Sling Academy
Home/Rust/Building a Statistics CLI Tool in Rust for Data Analysis

Building a Statistics CLI Tool in Rust for Data Analysis

Last updated: January 03, 2025

In this guide, we will walk through creating a simple Command Line Interface (CLI) tool in Rust for data analysis. Rust is known for its safety and performance, making it a great choice for developing efficient CLI applications. Our tool will take basic statistical measurements such as mean, median, and mode from a given set of numerical data input through the command line.

Setting Up Your Environment

Before we start coding our CLI tool, ensure that you have Rust installed on your system. You can check this by running:

rustc --version

If Rust is not installed, you can follow the official installation guide.

Project Initialization

Create a new Rust project by running:

cargo new stats_cli --bin

This command will create a directory named stats_cli containing a basic Rust project with a binary crate.

Importing Dependencies

To make our application robust, we will use some external crates. Open Cargo.toml and in the [dependencies] section, add:


[dependencies]
clap = "4.0"

The clap crate is an essential library for parsing command line arguments, which will help us handle inputs gracefully.

Planning the CLI Application

Our application should achieve the following:

  • Accept a list of numbers.
  • Calculate mean, median, and mode.
  • Display the results clearly.

To handle these tasks, we’ll create separate functions to compute each statistic and integrate them into our CLI workflow.
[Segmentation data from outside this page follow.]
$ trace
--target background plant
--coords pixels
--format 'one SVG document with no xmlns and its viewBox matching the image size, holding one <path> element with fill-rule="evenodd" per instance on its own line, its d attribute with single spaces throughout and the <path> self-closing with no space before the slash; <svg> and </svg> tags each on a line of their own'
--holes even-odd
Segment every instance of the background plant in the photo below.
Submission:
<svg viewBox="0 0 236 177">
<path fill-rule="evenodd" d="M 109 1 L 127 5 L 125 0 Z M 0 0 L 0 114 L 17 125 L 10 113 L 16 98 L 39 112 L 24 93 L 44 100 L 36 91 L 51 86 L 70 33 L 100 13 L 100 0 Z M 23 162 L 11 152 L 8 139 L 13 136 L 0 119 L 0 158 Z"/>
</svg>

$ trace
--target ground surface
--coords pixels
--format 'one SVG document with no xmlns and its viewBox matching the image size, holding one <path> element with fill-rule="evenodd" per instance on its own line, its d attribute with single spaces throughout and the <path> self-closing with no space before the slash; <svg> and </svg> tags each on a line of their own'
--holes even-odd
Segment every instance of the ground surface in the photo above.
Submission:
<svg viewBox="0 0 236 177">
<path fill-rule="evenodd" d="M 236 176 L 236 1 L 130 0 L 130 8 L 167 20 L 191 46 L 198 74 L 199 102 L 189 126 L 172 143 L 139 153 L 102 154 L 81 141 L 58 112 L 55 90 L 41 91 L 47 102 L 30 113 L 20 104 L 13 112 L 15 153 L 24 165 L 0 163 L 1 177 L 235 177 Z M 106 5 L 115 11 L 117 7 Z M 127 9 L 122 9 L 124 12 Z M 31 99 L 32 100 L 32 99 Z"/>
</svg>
Coding the CLI Application

Open src/main.rs and set up your base program structure with argument parsing. Here is the core logic:

use clap::{Arg, Command};

fn main() {
    let matches = Command::new("stats_cli")
                          .version("1.0")
                          .about("Calculates basic statistics")
                          .arg(Arg::new("numbers")
                               .about("List of numbers")
                               .required(true)
                               .min_values(1)
                          )
                          .get_matches();

    if let Some(numbers) = matches.values_of("numbers") {
        let numbers: Vec = numbers.map(|n| n.parse().unwrap()).collect();
        println!("Mean: {:.2}", calculate_mean(&numbers));
        println!("Median: {:.2}", calculate_median(&numbers));
        println!("Mode: {:.2}", calculate_mode(&numbers).unwrap_or_default());
    }
}

Implementing Statistical Functions

Now, we need to implement calculate_mean, calculate_median, and calculate_mode. Add the following below the main function:

fn calculate_mean(numbers: &[f64]) -> f64 {
    let sum: f64 = numbers.iter().sum();
    sum / numbers.len() as f64
}

fn calculate_median(numbers: &mut [f64]) -> f64 {
    numbers.sort_by(|a, b| a.partial_cmp(b).unwrap());
    let mid = numbers.len() / 2;
    if numbers.len() % 2 == 0 {
        (numbers[mid - 1] + numbers[mid]) / 2.0
    } else {
        numbers[mid]
    }
}

fn calculate_mode(numbers: &[f64]) -> Option {
    use std::collections::HashMap;
    let mut occurrences = HashMap::new();
    for &value in numbers {
        *occurrences.entry(value).or_insert(0) += 1;
    }
    occurrences.iter().max_by_key(|entry| entry.1).map(|(k, _)| *k)
}

Running Your Application

With everything set up, you can now compile and run your statistics CLI tool by navigating to your project directory and using:

cargo run -- 5 4 2 7 5 5 8

This command will pass the numbers 5, 4, 2, 7, 5, 5, 8 to the program, and it will output the mean, median, and mode accordingly.

Conclusion

You now have a basic understanding of how to create a simple statistics CLI tool using Rust. This project can easily be expanded to include more advanced data analysis features such as variance, standard deviation, and even graphical plots. As you continue experimenting, consider adding more functionalities and exploring other powerful Rust crates.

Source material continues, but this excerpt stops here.